The papyrus was uncovered during a 1934 expedition by New York’s Metropolitan Museum of Art, the papyrus is now at the Met but had never been deciphered or detailed in a scientific journal until now.
“The text surely belongs to a Coptic phase of habitation at the pyramid complex, noted by the excavators, which is marked by substantial burials,” wrote Zellmann-Rohrer in his paper. He told Live Science that it’s possible that the papyrus was put in one of the burials.
It has been said that the belief that Isaac was killed, or at least the account that this happened, was widespread in certain communities. Bible scholar Tzemah Yoreh has before staked claims about this:
The Biblical story we have inherited is not the original story, Yoreh believes. Using a variation of a well-known approach to Biblical scholarship, he sees hints of a bloodier version of Isaac’s binding that he finds too convincing to ignore.
In the earliest layer of the Biblical text, Yoreh believes, Isaac was not rescued by an angel at the last moment, but was in fact murdered by his father, Abraham, as a sacrifice to God.
One eye-opening hint at what he believes is the original story lies in Genesis 22:22. Previously, in verse 8, Abraham and Isaac had walked up the mountain together. But in verse 22, only Abraham returns.

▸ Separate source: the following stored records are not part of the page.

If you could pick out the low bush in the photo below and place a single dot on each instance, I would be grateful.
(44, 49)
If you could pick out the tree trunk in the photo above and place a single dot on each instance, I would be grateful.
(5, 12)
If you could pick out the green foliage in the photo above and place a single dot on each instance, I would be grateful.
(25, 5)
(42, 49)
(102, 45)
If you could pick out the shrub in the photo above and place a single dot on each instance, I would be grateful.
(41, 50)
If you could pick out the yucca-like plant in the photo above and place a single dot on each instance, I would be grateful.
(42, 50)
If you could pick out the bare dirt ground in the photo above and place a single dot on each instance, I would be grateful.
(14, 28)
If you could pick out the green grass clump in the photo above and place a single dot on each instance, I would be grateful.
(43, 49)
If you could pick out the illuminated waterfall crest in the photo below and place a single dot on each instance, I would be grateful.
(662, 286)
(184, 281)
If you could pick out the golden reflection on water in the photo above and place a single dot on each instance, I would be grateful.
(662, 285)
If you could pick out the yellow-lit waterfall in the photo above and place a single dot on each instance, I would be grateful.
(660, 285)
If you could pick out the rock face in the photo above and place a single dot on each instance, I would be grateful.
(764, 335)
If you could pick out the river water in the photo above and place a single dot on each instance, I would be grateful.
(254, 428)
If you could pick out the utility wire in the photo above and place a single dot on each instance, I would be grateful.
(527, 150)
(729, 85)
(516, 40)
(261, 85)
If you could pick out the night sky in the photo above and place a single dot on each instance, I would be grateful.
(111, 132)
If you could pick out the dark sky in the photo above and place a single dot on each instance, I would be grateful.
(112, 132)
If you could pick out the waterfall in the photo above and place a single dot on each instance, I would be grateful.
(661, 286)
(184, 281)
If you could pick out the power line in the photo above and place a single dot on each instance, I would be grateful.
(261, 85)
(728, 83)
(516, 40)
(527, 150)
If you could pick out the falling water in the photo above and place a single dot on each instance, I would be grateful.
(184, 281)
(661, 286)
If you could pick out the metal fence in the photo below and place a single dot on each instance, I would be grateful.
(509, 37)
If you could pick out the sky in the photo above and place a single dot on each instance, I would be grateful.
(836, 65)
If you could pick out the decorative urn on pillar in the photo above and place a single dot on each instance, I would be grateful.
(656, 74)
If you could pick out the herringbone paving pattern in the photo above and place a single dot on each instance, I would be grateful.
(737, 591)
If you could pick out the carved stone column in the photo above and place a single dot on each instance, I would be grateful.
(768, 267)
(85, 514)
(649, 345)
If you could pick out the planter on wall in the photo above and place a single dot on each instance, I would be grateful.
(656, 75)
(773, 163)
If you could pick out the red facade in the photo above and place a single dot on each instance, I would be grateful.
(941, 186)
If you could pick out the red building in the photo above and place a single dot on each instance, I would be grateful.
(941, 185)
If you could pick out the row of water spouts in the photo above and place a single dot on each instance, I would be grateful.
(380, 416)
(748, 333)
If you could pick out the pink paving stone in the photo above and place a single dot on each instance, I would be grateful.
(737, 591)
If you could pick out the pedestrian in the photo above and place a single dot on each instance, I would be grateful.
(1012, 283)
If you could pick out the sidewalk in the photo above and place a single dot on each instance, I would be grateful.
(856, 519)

“So Abraham returned unto his young men [waiting at the foot of the mountain], and they rose up and went together to Beersheba,” the text relates.
That strange contradiction, Yoreh says, may be why a few ancient midrashim, or rabbinic homilies, also assumed Isaac had been killed.
In one homily quoted by Rashi, the revered 11th-century French rabbi and commentator, “Isaac’s ashes are said to be suitable for repentance, just like the ashes of an [animal] sacrifice.”
“That’s a very weird midrash,” Yoreh says, “since Isaac is clearly alive in the next chapter. But that’s the way midrash works. It analyzes episodes without looking at the larger context. That’s why you can have midrashim about Isaac dying, because it doesn’t have to notice that he’s alive in the next chapter.”
There are many hints of Isaac’s untimely demise. The sacrifice story itself contains strange contradictions and clues that are best resolved, he believes, by assuming a very different, earlier narrative.
In verse 12, after staying Abraham’s knife-wielding hand in mid-air, the angel of God tells the father of monotheism, “I now know you fear God because you have not withheld your son, your only son, from me.”
That phrase, “have not withheld your son,” “could indicate Abraham was merely willing to sacrifice his son, or that he actually did so,” Yoreh says.
One hint that it may have been the latter is contained in the names for God used in the story. The Biblical text calls the God who instructs Abraham to sacrifice his son “Elohim.” Only when the “angel of God” leaps to Isaac’s rescue does God’s name suddenly change to the four-letter YHWH, a name Jews traditionally do not speak out loud.
Elohim commands the sacrifice; YHWH stops it. But it is once again Elohim who approves of Abraham for having “not withheld your son from me.”
Isaac does not appear again in the Elohim version of the biblical text.
What does this mean, especially for the skeptic? I’m not really sure other than showing that people are willing to worship a god no matter how morally abhorrent. This version of the story takes a pretty despicable tale and makes it worse.